Further note that the animals cannot digest plants when they are cold. They can eat them and store them, but the disposal of the solid water and CO2 is too difficult a problem. When they warm up, the water in the plants melts and can be disposed of, and things are simpler.
II
THE FLUORINE PLANET
1. THE STAR AND PLANET
The planet named Niflheim is the fourth planet of Nu Puppis, right angle 6:36, declension -43:09; B8 type star, blue-white and hot, 148 light years distant from Earth, which will require a speed in excess of light to reach it.
Niflheim is 462,000,000 miles from its primary, a little less than the distance of Jupiter from our sun. It thus does not receive too great a total amount of energy, but what it does receive is of high potential, a large fraction of it being in the ultra-violet and higher frequencies. (Watch out for really super-special sunburn, etc., on unwarned personnel.)

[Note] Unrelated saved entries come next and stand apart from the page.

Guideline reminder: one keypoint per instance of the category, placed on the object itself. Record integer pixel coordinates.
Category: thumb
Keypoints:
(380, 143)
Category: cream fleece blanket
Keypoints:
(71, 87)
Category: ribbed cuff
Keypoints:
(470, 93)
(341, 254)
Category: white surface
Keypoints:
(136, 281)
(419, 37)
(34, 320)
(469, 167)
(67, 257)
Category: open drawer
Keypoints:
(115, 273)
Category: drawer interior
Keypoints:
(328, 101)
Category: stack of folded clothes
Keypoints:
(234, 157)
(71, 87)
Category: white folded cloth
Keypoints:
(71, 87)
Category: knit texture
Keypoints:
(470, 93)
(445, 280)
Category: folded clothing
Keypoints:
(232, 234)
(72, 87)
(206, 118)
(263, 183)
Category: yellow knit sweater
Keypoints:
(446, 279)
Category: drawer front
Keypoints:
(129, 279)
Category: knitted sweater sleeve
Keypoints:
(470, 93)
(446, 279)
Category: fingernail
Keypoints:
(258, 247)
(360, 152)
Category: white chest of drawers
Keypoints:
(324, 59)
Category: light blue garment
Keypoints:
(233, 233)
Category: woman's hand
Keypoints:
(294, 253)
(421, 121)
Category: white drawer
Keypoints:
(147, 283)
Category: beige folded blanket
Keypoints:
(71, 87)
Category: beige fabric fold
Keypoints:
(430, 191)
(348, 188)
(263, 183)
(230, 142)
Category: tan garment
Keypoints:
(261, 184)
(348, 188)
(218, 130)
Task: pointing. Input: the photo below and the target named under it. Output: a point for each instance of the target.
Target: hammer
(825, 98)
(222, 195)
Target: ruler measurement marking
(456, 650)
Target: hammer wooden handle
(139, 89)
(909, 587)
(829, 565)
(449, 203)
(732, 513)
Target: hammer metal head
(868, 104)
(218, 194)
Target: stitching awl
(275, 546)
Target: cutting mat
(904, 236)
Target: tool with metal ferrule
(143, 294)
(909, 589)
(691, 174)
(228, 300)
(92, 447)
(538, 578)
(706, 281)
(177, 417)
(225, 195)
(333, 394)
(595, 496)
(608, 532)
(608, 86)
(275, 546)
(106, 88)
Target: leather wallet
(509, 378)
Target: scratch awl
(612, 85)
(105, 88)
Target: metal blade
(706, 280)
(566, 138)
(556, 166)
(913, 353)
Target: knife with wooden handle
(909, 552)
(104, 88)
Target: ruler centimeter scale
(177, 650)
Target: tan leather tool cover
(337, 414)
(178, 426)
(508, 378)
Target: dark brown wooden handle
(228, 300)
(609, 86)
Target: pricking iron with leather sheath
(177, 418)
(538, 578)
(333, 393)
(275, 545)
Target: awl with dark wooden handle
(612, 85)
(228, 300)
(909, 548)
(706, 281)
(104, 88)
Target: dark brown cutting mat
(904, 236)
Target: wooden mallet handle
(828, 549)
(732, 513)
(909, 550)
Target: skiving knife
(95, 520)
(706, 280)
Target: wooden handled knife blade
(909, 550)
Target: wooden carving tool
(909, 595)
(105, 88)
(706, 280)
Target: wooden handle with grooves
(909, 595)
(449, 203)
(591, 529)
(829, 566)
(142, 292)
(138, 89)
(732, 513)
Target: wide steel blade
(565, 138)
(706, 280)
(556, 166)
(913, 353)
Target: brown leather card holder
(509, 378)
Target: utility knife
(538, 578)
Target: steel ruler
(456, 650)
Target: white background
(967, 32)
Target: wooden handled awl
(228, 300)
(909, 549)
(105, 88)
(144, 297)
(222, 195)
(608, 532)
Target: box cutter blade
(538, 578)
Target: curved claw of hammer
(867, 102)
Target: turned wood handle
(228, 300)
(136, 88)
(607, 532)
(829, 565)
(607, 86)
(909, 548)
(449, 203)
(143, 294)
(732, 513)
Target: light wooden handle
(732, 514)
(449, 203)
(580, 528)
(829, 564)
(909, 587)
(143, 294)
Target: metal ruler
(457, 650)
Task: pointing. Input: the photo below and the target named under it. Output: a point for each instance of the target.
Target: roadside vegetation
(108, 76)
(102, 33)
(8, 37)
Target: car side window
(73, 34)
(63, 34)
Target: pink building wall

The gravity of Niflheim is approximately 1 g, the atmospheric pressure approximately 1 atmosphere, and the average ambient temperature about -60°C; -76°F.
2. ATMOSPHERE
The oxidizer in the atmosphere is free fluorine (F2) in a rather low concentration, about 4 or 5 percent. With it appears a mad collection of gases. There are a few inert diluents, such as N2 (nitrogen), argon, helium, neon, etc., but the major fraction consists of CF4 (carbon tetrafluoride), BF3 (boron trifluoride), SiF4 (silicon tetrafluoride), PF5 (phosphorous pentafluoride), SF6 (sulphur hexafluoride) and probably others. In other words, the fluorides of all the non-metals that can form fluorides. The phosphorous pentafluoride rains out when the weather gets cold. There is also free oxygen, but no chlorine. That would be liquid except in very hot weather. It sometimes appears combined with fluorine in chlorine trifluoride. The atmosphere has a slight yellowish tinge.